Downloading files with a specific regular expression from remote https host to target server local path.

Having some difficulty finding what is the Ansible code to do this:

Downloading files with a specific regular expression from remote http / https host to a target server local path.

So would like to wget http://remote.com/rpm/app*.rpm to a set of target servers. get_url doesn’t appear to support patterns as per Ansible Documentation. On the other hand, with_fileglob supports regular expressions and patterns but doesn’t work with HTTP.

Looking for suggestions.

Cheers,

TK

It's fundamentally impossible to do what you want, unless the remote
server offers some sort of file system equivalent, like a directory
index.

Dick

Thanks Dick!

I’ve started to get that impression after searching for quite some time.

Currently using a shell command like this to get only specific files down:

wget -r -nd --no-parent -A ‘patternhttp://site.com/path/to/file/

Hence why I was thinking it might be possible in Ansible.

Cheers,
TK

The recursive (-r) option of wget only downloads files that are ‘visible’.
This works fine for stuff like a web page with indexed directory listings etc.
But anything that is not listed won’t be magically retrieved.
If a site does not contain any links to content that is actually there, wget will not know about it and hence won’t download it.

If wget works, then http://remote.com/rpm must have links to all the files.
So you best bet is to use the ansible command module with said wget options - provided you want to use ansible.

Having said that, maybe you can elaborate on what the underlying task at hand is, and/or share the real/actual URLs etc.
It might be possible to achieve the same thing in a different way.

Dick

Let’s assume a real site:

http://mirror.centos.org/centos/7/os/x86_64/Packages/

wget -r -nd --no-parent -A '*glib*' [http://mirror.centos.org/centos/7/os/x86_64/Packages/](http://mirror.centos.org/centos/7/os/x86_64/Packages/)

Grabs all the packages that have glib in the name. Now you’re also right. If it’s not listed it won’t be downloaded. I’m talking about the listed packages.

So I used the shell command to run the wget, but I want to see if there is a pure ansible way of doing this.

Example:

`

wget -r -nd --no-parent -A ‘glibhttp://mirror.centos.org/centos/7/os/x86_64/Packages/

ls -altri|grep -v glib

total 72652
201326721 dr-xr-x—. 9 root root 4096 Mar 27 15:04 …
135239432 drwxr-xr-x. 2 root root 8192 Mar 27 15:07 .
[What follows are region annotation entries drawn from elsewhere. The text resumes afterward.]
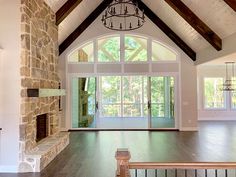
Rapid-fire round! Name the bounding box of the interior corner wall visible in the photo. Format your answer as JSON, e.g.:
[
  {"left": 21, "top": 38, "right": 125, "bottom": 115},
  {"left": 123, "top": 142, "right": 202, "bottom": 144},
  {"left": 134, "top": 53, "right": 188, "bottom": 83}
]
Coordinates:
[
  {"left": 0, "top": 0, "right": 21, "bottom": 173},
  {"left": 197, "top": 65, "right": 236, "bottom": 121},
  {"left": 59, "top": 12, "right": 197, "bottom": 130}
]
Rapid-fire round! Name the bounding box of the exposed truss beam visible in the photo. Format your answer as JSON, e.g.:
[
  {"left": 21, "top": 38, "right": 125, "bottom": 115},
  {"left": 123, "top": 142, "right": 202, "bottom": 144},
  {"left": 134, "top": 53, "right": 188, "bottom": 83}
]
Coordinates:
[
  {"left": 137, "top": 0, "right": 196, "bottom": 61},
  {"left": 224, "top": 0, "right": 236, "bottom": 12},
  {"left": 56, "top": 0, "right": 83, "bottom": 25},
  {"left": 59, "top": 0, "right": 112, "bottom": 55},
  {"left": 165, "top": 0, "right": 222, "bottom": 51}
]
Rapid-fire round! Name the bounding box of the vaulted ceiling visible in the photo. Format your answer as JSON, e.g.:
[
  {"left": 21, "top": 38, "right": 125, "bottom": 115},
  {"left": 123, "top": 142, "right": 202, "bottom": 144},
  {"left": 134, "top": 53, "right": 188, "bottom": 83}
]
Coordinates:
[{"left": 45, "top": 0, "right": 236, "bottom": 61}]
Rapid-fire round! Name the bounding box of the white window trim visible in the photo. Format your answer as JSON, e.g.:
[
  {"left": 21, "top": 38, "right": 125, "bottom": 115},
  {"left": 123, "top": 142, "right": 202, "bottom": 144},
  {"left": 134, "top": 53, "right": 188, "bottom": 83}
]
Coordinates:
[{"left": 202, "top": 76, "right": 228, "bottom": 111}]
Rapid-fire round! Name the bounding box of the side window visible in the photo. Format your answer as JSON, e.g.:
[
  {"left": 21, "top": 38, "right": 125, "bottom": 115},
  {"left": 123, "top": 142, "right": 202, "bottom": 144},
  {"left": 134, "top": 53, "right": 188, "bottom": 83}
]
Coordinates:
[{"left": 204, "top": 77, "right": 225, "bottom": 109}]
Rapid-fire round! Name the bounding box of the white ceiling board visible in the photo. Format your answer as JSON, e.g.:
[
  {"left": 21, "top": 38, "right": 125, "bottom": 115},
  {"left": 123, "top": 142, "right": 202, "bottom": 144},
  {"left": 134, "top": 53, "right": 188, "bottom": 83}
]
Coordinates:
[
  {"left": 45, "top": 0, "right": 236, "bottom": 52},
  {"left": 45, "top": 0, "right": 67, "bottom": 12},
  {"left": 202, "top": 53, "right": 236, "bottom": 66},
  {"left": 182, "top": 0, "right": 236, "bottom": 38},
  {"left": 58, "top": 0, "right": 102, "bottom": 44},
  {"left": 143, "top": 0, "right": 210, "bottom": 51}
]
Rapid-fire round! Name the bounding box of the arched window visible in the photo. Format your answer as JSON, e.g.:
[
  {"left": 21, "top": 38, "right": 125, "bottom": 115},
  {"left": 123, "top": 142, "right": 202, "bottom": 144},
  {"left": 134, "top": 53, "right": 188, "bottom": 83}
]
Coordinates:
[{"left": 68, "top": 34, "right": 177, "bottom": 63}]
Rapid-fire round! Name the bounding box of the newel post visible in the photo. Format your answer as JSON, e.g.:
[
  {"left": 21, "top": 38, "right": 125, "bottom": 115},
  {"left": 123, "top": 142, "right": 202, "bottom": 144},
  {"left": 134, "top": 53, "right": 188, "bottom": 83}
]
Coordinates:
[{"left": 115, "top": 148, "right": 131, "bottom": 177}]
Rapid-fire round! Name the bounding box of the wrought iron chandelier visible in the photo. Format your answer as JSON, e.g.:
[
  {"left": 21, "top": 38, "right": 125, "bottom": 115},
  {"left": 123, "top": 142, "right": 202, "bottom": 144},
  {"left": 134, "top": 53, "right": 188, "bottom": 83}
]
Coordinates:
[
  {"left": 221, "top": 62, "right": 236, "bottom": 91},
  {"left": 102, "top": 0, "right": 145, "bottom": 31}
]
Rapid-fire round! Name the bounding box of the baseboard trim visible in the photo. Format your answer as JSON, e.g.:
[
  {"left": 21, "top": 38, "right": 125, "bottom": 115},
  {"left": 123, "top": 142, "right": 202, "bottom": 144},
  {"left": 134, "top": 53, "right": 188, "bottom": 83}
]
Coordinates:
[
  {"left": 60, "top": 128, "right": 69, "bottom": 132},
  {"left": 68, "top": 128, "right": 179, "bottom": 132},
  {"left": 198, "top": 117, "right": 236, "bottom": 121},
  {"left": 0, "top": 165, "right": 18, "bottom": 173},
  {"left": 180, "top": 127, "right": 198, "bottom": 131}
]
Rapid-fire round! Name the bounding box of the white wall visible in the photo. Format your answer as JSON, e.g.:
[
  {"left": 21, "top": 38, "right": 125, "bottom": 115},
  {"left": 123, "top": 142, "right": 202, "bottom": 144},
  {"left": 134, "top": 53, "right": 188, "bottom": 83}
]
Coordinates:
[
  {"left": 60, "top": 13, "right": 197, "bottom": 130},
  {"left": 0, "top": 0, "right": 21, "bottom": 172},
  {"left": 197, "top": 65, "right": 236, "bottom": 120},
  {"left": 195, "top": 33, "right": 236, "bottom": 65}
]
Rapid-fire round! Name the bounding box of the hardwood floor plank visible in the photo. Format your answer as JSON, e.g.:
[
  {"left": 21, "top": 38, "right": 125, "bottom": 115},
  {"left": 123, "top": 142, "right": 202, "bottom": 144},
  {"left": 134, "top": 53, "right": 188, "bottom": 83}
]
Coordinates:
[{"left": 0, "top": 121, "right": 236, "bottom": 177}]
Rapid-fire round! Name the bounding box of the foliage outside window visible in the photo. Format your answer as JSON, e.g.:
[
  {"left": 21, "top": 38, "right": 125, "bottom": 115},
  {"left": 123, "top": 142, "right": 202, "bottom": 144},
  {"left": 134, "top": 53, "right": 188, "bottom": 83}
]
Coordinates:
[
  {"left": 100, "top": 76, "right": 121, "bottom": 117},
  {"left": 204, "top": 77, "right": 225, "bottom": 109},
  {"left": 69, "top": 42, "right": 94, "bottom": 62},
  {"left": 151, "top": 76, "right": 174, "bottom": 118},
  {"left": 230, "top": 77, "right": 236, "bottom": 109},
  {"left": 69, "top": 35, "right": 177, "bottom": 63},
  {"left": 100, "top": 76, "right": 147, "bottom": 117},
  {"left": 125, "top": 35, "right": 147, "bottom": 61},
  {"left": 123, "top": 76, "right": 147, "bottom": 117},
  {"left": 98, "top": 36, "right": 120, "bottom": 62}
]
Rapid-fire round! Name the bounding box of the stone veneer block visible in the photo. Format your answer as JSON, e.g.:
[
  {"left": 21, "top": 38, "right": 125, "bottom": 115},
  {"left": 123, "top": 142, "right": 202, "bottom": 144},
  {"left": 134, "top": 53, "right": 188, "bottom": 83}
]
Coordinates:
[{"left": 19, "top": 132, "right": 69, "bottom": 172}]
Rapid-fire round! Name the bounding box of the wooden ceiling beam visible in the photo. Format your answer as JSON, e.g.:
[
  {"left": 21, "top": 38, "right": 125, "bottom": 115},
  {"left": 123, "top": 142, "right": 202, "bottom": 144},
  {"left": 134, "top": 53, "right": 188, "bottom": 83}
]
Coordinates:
[
  {"left": 56, "top": 0, "right": 83, "bottom": 25},
  {"left": 137, "top": 0, "right": 196, "bottom": 61},
  {"left": 59, "top": 0, "right": 112, "bottom": 55},
  {"left": 224, "top": 0, "right": 236, "bottom": 12},
  {"left": 165, "top": 0, "right": 222, "bottom": 51}
]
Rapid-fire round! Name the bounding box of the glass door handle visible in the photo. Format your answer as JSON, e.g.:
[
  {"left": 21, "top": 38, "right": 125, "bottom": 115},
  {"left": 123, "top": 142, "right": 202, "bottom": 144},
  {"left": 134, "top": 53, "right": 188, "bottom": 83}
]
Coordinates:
[{"left": 148, "top": 101, "right": 151, "bottom": 109}]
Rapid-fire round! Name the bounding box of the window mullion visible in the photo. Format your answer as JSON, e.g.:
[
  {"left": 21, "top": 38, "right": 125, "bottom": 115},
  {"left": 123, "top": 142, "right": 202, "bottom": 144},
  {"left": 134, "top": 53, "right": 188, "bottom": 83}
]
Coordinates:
[{"left": 120, "top": 76, "right": 124, "bottom": 117}]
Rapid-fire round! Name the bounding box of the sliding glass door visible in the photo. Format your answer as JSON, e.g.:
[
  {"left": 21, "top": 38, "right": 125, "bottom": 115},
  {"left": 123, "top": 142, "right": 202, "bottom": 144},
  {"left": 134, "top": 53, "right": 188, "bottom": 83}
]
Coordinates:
[
  {"left": 149, "top": 76, "right": 175, "bottom": 128},
  {"left": 71, "top": 77, "right": 97, "bottom": 128},
  {"left": 97, "top": 76, "right": 148, "bottom": 129},
  {"left": 71, "top": 75, "right": 176, "bottom": 129}
]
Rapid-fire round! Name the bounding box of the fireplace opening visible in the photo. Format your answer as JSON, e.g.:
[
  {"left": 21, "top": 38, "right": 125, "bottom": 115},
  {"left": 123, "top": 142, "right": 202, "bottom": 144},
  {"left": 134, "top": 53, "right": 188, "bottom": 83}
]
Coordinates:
[{"left": 36, "top": 114, "right": 49, "bottom": 142}]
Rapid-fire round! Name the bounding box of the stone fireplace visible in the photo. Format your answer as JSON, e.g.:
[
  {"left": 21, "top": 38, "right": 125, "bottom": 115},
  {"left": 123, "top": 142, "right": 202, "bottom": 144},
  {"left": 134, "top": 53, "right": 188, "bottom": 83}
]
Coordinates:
[
  {"left": 36, "top": 114, "right": 50, "bottom": 142},
  {"left": 19, "top": 0, "right": 69, "bottom": 172}
]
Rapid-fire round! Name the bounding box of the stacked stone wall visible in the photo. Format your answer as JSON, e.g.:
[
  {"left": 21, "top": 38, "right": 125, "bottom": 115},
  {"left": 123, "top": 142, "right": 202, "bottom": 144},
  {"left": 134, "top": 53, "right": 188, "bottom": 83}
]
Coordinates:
[{"left": 19, "top": 0, "right": 62, "bottom": 171}]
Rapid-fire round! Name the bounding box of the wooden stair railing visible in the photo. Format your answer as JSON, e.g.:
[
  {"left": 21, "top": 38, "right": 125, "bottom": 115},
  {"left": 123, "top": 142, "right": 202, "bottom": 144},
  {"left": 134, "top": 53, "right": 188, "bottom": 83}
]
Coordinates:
[{"left": 115, "top": 149, "right": 236, "bottom": 177}]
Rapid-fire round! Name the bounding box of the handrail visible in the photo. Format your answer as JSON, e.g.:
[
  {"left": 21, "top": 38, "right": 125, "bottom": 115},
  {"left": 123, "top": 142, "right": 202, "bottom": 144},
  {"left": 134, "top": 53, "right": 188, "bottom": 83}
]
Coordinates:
[
  {"left": 115, "top": 149, "right": 236, "bottom": 177},
  {"left": 129, "top": 162, "right": 236, "bottom": 169}
]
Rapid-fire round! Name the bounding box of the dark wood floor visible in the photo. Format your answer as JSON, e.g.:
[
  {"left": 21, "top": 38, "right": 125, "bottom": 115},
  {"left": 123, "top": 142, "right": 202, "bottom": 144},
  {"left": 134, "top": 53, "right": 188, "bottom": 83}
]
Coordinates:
[{"left": 0, "top": 121, "right": 236, "bottom": 177}]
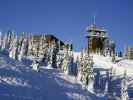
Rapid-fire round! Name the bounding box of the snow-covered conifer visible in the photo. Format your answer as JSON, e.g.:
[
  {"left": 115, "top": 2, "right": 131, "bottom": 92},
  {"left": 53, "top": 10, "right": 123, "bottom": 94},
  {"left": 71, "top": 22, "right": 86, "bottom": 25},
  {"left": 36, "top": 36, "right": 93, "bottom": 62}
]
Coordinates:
[{"left": 121, "top": 71, "right": 129, "bottom": 100}]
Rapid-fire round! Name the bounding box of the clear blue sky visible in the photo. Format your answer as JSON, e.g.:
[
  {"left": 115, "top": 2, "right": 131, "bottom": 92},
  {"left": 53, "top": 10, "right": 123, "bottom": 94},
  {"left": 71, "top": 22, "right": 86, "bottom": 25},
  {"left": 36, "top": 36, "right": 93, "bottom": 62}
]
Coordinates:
[{"left": 0, "top": 0, "right": 133, "bottom": 50}]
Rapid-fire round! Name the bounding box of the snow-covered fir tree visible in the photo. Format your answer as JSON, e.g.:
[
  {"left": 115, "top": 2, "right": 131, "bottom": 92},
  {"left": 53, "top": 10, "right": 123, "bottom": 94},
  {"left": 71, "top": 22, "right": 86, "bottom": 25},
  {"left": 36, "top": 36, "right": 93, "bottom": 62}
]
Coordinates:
[
  {"left": 77, "top": 50, "right": 83, "bottom": 81},
  {"left": 121, "top": 71, "right": 129, "bottom": 100},
  {"left": 9, "top": 36, "right": 19, "bottom": 60},
  {"left": 31, "top": 59, "right": 39, "bottom": 72},
  {"left": 0, "top": 32, "right": 2, "bottom": 49},
  {"left": 18, "top": 39, "right": 27, "bottom": 61},
  {"left": 81, "top": 50, "right": 94, "bottom": 89},
  {"left": 94, "top": 71, "right": 101, "bottom": 93},
  {"left": 2, "top": 33, "right": 7, "bottom": 50},
  {"left": 18, "top": 32, "right": 24, "bottom": 53},
  {"left": 107, "top": 67, "right": 115, "bottom": 98}
]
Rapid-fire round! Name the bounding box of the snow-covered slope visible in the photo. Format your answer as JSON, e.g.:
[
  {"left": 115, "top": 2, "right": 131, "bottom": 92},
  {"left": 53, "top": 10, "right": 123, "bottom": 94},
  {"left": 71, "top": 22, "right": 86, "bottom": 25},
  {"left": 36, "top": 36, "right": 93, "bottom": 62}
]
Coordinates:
[
  {"left": 0, "top": 54, "right": 104, "bottom": 100},
  {"left": 93, "top": 54, "right": 133, "bottom": 76}
]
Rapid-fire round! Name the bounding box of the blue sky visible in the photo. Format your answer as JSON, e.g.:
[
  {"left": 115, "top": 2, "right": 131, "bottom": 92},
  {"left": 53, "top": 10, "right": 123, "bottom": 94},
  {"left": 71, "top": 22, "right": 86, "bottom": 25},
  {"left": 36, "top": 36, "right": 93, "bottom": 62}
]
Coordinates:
[{"left": 0, "top": 0, "right": 133, "bottom": 50}]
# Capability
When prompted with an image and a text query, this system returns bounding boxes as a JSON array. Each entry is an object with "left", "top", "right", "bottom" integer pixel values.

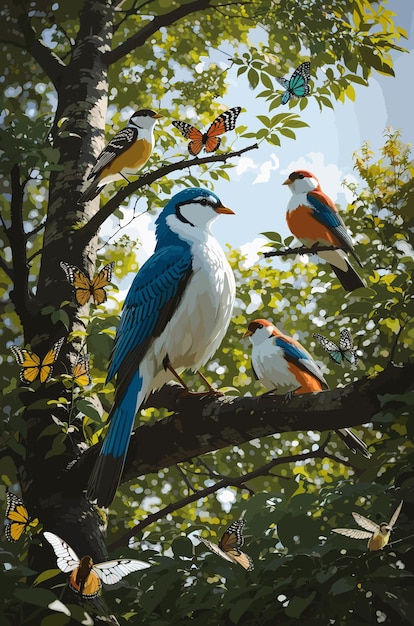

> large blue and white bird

[
  {"left": 243, "top": 319, "right": 371, "bottom": 459},
  {"left": 87, "top": 188, "right": 235, "bottom": 506}
]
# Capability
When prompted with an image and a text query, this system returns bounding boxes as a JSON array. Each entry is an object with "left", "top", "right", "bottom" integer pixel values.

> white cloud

[
  {"left": 240, "top": 237, "right": 267, "bottom": 267},
  {"left": 281, "top": 152, "right": 358, "bottom": 202},
  {"left": 236, "top": 157, "right": 258, "bottom": 176},
  {"left": 253, "top": 152, "right": 280, "bottom": 185}
]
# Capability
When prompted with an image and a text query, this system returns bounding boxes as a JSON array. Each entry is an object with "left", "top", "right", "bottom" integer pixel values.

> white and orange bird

[
  {"left": 283, "top": 170, "right": 365, "bottom": 291},
  {"left": 243, "top": 319, "right": 371, "bottom": 459},
  {"left": 43, "top": 532, "right": 151, "bottom": 598},
  {"left": 78, "top": 109, "right": 162, "bottom": 204},
  {"left": 332, "top": 500, "right": 403, "bottom": 551}
]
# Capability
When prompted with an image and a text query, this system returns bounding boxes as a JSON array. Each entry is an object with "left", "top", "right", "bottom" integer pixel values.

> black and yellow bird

[{"left": 78, "top": 109, "right": 162, "bottom": 204}]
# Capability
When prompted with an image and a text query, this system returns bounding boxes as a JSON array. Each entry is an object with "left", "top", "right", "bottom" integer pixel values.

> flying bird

[
  {"left": 172, "top": 107, "right": 241, "bottom": 156},
  {"left": 78, "top": 109, "right": 162, "bottom": 204},
  {"left": 194, "top": 518, "right": 254, "bottom": 572},
  {"left": 243, "top": 319, "right": 371, "bottom": 459},
  {"left": 283, "top": 170, "right": 366, "bottom": 291},
  {"left": 276, "top": 61, "right": 310, "bottom": 104},
  {"left": 332, "top": 500, "right": 403, "bottom": 551},
  {"left": 312, "top": 328, "right": 358, "bottom": 365},
  {"left": 87, "top": 188, "right": 235, "bottom": 506},
  {"left": 43, "top": 532, "right": 151, "bottom": 599}
]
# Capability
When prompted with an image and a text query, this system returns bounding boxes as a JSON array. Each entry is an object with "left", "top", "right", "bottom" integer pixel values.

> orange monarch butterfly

[
  {"left": 4, "top": 491, "right": 39, "bottom": 541},
  {"left": 69, "top": 353, "right": 92, "bottom": 387},
  {"left": 43, "top": 532, "right": 151, "bottom": 598},
  {"left": 10, "top": 337, "right": 64, "bottom": 384},
  {"left": 173, "top": 107, "right": 241, "bottom": 156},
  {"left": 60, "top": 261, "right": 115, "bottom": 306},
  {"left": 194, "top": 518, "right": 254, "bottom": 572}
]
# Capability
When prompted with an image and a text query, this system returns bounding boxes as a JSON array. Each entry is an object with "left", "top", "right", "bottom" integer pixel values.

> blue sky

[{"left": 101, "top": 0, "right": 414, "bottom": 272}]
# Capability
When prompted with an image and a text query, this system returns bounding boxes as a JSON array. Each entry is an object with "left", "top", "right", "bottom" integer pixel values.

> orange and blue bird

[
  {"left": 283, "top": 170, "right": 366, "bottom": 291},
  {"left": 243, "top": 319, "right": 371, "bottom": 459}
]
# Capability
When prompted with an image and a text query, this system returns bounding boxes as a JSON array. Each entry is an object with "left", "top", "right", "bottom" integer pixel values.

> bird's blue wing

[
  {"left": 108, "top": 246, "right": 192, "bottom": 397},
  {"left": 306, "top": 191, "right": 354, "bottom": 251}
]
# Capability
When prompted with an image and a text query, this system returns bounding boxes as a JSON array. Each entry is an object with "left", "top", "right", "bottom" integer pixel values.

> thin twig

[
  {"left": 263, "top": 245, "right": 339, "bottom": 259},
  {"left": 74, "top": 143, "right": 258, "bottom": 241},
  {"left": 108, "top": 448, "right": 344, "bottom": 550}
]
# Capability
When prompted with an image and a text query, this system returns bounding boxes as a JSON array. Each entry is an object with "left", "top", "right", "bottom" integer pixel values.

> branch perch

[
  {"left": 75, "top": 363, "right": 414, "bottom": 488},
  {"left": 75, "top": 143, "right": 259, "bottom": 241},
  {"left": 263, "top": 244, "right": 338, "bottom": 259}
]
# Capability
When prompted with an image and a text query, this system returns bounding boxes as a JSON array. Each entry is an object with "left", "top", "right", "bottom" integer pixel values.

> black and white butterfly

[
  {"left": 194, "top": 518, "right": 254, "bottom": 572},
  {"left": 313, "top": 328, "right": 358, "bottom": 365}
]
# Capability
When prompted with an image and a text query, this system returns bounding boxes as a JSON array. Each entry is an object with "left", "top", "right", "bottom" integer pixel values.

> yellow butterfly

[
  {"left": 10, "top": 337, "right": 64, "bottom": 384},
  {"left": 4, "top": 491, "right": 39, "bottom": 541},
  {"left": 69, "top": 354, "right": 92, "bottom": 387},
  {"left": 60, "top": 261, "right": 115, "bottom": 306}
]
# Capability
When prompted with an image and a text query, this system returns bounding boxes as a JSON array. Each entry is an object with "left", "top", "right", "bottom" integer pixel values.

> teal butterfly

[
  {"left": 276, "top": 61, "right": 310, "bottom": 104},
  {"left": 313, "top": 328, "right": 358, "bottom": 365}
]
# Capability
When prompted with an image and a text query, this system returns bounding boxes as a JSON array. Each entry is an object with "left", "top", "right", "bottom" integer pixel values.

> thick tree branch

[
  {"left": 75, "top": 363, "right": 414, "bottom": 484},
  {"left": 263, "top": 244, "right": 338, "bottom": 259},
  {"left": 74, "top": 143, "right": 259, "bottom": 241},
  {"left": 103, "top": 0, "right": 211, "bottom": 65},
  {"left": 108, "top": 448, "right": 342, "bottom": 552},
  {"left": 7, "top": 165, "right": 29, "bottom": 327}
]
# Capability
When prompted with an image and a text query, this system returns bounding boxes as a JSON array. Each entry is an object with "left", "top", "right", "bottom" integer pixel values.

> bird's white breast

[
  {"left": 252, "top": 338, "right": 299, "bottom": 395},
  {"left": 149, "top": 234, "right": 236, "bottom": 387}
]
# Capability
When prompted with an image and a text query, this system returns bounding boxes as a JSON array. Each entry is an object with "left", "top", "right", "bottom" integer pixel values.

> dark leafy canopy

[{"left": 0, "top": 0, "right": 414, "bottom": 626}]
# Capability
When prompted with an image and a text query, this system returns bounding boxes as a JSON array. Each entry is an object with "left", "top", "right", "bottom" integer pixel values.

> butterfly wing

[
  {"left": 352, "top": 512, "right": 380, "bottom": 533},
  {"left": 72, "top": 354, "right": 92, "bottom": 387},
  {"left": 388, "top": 500, "right": 403, "bottom": 529},
  {"left": 312, "top": 333, "right": 343, "bottom": 365},
  {"left": 39, "top": 337, "right": 64, "bottom": 383},
  {"left": 90, "top": 263, "right": 115, "bottom": 304},
  {"left": 4, "top": 491, "right": 30, "bottom": 541},
  {"left": 92, "top": 559, "right": 151, "bottom": 585},
  {"left": 60, "top": 261, "right": 92, "bottom": 306},
  {"left": 288, "top": 61, "right": 310, "bottom": 98},
  {"left": 43, "top": 532, "right": 80, "bottom": 574},
  {"left": 339, "top": 328, "right": 358, "bottom": 365},
  {"left": 172, "top": 120, "right": 203, "bottom": 156},
  {"left": 332, "top": 528, "right": 372, "bottom": 539},
  {"left": 10, "top": 346, "right": 40, "bottom": 384},
  {"left": 204, "top": 107, "right": 241, "bottom": 152},
  {"left": 194, "top": 535, "right": 234, "bottom": 563},
  {"left": 276, "top": 61, "right": 310, "bottom": 104}
]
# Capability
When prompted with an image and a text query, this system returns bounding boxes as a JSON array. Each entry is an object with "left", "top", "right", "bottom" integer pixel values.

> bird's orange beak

[{"left": 214, "top": 205, "right": 235, "bottom": 215}]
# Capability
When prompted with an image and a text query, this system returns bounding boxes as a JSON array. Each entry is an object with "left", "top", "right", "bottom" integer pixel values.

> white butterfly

[
  {"left": 43, "top": 532, "right": 151, "bottom": 598},
  {"left": 194, "top": 518, "right": 254, "bottom": 572},
  {"left": 332, "top": 500, "right": 403, "bottom": 550}
]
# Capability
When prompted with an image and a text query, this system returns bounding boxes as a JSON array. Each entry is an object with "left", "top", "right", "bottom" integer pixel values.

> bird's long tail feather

[
  {"left": 335, "top": 428, "right": 371, "bottom": 459},
  {"left": 86, "top": 371, "right": 142, "bottom": 507}
]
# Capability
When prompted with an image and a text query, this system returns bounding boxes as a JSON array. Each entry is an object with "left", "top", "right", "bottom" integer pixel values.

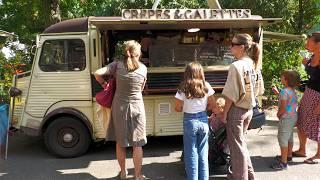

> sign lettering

[{"left": 122, "top": 9, "right": 251, "bottom": 20}]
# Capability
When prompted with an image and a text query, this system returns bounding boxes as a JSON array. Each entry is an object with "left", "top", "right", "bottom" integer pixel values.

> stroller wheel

[{"left": 227, "top": 164, "right": 232, "bottom": 174}]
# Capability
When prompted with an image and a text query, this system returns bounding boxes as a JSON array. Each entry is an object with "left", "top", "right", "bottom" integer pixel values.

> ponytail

[
  {"left": 235, "top": 33, "right": 261, "bottom": 69},
  {"left": 250, "top": 42, "right": 261, "bottom": 69}
]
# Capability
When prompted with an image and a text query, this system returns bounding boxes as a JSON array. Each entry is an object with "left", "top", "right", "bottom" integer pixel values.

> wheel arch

[{"left": 40, "top": 107, "right": 93, "bottom": 139}]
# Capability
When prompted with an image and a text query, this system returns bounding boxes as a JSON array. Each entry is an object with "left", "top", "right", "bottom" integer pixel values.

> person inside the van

[{"left": 95, "top": 40, "right": 147, "bottom": 180}]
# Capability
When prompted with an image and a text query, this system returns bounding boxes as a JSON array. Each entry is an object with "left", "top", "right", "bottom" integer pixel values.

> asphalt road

[{"left": 0, "top": 117, "right": 320, "bottom": 180}]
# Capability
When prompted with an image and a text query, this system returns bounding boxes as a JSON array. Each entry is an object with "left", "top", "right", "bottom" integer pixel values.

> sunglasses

[{"left": 231, "top": 42, "right": 243, "bottom": 47}]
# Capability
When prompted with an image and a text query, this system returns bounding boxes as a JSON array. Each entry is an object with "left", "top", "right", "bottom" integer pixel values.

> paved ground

[{"left": 0, "top": 114, "right": 320, "bottom": 180}]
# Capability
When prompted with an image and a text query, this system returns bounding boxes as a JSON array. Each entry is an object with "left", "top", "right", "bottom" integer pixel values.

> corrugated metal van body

[
  {"left": 26, "top": 71, "right": 92, "bottom": 117},
  {"left": 144, "top": 95, "right": 183, "bottom": 136}
]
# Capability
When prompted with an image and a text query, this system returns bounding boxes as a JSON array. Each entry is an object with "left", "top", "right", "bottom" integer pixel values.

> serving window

[{"left": 107, "top": 29, "right": 258, "bottom": 67}]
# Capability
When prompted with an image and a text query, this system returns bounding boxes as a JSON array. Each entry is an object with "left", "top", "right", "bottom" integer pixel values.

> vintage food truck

[{"left": 10, "top": 9, "right": 281, "bottom": 157}]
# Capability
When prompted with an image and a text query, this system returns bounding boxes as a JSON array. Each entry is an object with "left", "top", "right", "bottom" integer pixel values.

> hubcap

[
  {"left": 58, "top": 128, "right": 80, "bottom": 148},
  {"left": 63, "top": 133, "right": 73, "bottom": 143}
]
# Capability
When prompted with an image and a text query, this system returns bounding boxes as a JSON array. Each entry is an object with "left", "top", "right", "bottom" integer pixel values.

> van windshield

well may you will need to read the output of curl and then grep over some html tags…

I do some like this :
curl grep -o -E ‘href=“([^”*]+)"’ | cut -d ‘"’ -f 2 | sort -n | sed -e ‘s////’ | tail -1

this wil give you el name of the last file in the list of href=“([^”*]+ in my case there are links…

if those files are tailor made for you then I would work with the team providing them to find an alternative way of doing this.

What if they created a json file containing all the file information and key that with the host info, after the files are generated?